Don’t Check Your Phone First Thing in the Morning
- When I was in the habit of checking my phone right upon waking, I was opening my brain up to the whole Internet as its first input in the morning. A whirlwind of thoughts would ensue from all the things I saw. How could I possibly gather my thoughts and plan for the day?
- Try waiting until after you’ve gone through your morning routine, and finished the most important tasks you’ve set out to do for the morning before checking your phone and opening up your attention to others. I can’t stress enough how much of an impact this has made.
Curb Social Media Use
- This may be the hardest one to implement as using social media gives instant access to the illusion of satisfying basic needs of connectedness, belonging, validation. When used correctly, Facebook and other platforms can be really useful for staying in touch with people. The problem is, usage quickly becomes compulsive, and can become a failed attempt to fill one of the voids of those basic needs. Those needs can be fulfilled by real human interaction or a more personal interaction with someone – text, call, FaceTime, etc.
- Try checking your accounts one to two times a day (or less), and just spend 10 conscious minutes during that time connecting with friends.
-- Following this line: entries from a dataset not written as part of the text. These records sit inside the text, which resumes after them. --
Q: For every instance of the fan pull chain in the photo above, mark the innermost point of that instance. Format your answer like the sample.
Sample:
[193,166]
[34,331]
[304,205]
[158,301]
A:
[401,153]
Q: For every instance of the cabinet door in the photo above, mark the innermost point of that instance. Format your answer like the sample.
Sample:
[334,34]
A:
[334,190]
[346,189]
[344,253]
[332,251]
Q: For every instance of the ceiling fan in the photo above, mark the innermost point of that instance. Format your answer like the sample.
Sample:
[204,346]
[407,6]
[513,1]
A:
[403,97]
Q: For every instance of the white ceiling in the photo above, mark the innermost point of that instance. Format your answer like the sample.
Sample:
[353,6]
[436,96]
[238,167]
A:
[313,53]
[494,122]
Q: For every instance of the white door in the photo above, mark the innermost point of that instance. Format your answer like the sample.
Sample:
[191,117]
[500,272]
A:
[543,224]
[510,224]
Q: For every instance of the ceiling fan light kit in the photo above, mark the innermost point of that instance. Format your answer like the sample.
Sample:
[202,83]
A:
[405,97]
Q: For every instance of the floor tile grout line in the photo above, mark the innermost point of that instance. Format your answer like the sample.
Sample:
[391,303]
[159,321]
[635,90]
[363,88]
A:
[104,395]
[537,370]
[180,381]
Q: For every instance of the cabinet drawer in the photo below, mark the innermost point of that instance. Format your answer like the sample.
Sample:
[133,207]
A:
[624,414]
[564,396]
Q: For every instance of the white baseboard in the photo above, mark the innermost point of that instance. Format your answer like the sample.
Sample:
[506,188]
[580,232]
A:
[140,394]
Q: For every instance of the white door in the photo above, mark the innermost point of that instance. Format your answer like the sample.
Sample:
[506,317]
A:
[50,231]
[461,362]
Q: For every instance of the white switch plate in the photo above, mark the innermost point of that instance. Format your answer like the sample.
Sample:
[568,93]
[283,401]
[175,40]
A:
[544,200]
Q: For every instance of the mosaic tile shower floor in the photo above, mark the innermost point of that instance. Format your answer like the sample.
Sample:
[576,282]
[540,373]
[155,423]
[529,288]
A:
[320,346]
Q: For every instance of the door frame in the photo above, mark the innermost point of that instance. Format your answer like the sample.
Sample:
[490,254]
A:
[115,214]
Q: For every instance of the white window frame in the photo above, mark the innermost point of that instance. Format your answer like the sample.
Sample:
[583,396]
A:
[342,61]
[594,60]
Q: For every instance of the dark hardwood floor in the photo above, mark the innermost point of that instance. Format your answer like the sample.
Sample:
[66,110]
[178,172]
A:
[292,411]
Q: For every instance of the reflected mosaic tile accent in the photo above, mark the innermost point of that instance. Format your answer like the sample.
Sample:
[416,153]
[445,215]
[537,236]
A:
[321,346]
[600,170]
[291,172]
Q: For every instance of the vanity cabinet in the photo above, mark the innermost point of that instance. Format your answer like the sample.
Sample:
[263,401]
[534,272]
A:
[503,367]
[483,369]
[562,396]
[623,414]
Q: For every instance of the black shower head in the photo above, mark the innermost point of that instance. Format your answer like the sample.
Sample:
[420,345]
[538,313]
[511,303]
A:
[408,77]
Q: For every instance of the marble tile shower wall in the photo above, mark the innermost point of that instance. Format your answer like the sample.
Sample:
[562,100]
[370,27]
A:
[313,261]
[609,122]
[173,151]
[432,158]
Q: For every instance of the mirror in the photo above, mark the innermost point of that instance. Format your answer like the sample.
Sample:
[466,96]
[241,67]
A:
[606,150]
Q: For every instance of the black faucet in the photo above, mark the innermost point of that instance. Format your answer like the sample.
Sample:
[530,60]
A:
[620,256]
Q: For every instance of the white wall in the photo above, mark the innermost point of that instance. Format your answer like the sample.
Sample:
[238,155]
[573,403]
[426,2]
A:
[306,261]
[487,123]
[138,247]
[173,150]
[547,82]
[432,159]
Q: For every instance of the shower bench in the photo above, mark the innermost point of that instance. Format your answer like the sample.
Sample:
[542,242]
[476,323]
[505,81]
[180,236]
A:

- I’d recommend hopping off of all social media for a month or two, just to be able to notice your habits and how your brain yearns for that rush, and how you can satisfy it by spending more real time with people. I went about eight months without it to fully understand and let my brain repair its reward systems. Nothing important was missed, and I stayed in touch with all the people I wanted to (and better than ever, because personal contact was the only means to).
Curb Idle Phone Checking
- Checking your phone compulsively is the biggest indicator of dopamine-seeking behavior.
- Get the app Moment – it keeps track of how many minutes/days you spend on your phone, as well as how many times you check it. Set a number for both that you’re satisfied with and stick to them.
Conscious Use
- This is the goal: to use the phone or computer when you need to and not get instantly distracted when you do. When you reach for your phone or your computer, think about what you’re doing before you do it. If you can’t consciously think of a reason you’re checking, then restrain yourself.
I’ll leave you with this awesome excerpt from Brendon Burchard’s The Motivation Manifesto (highly recommend):
“The final clear indication that someone’s life agenda is not their own is constant lack of focus. It is that terrible and never-ending distraction of the modern world that is stealing purpose and progress from our lives. It’s becoming a defining hour of humanity, where we either take back our attention or risk becoming emotionally addicted to our technology, to devices that somehow, though they have neither soul or intent, control us more than we control them. Humankind is fast becoming a slave to its own tools. Hours of the day seep away checking in, updating, and swiping, to what end?”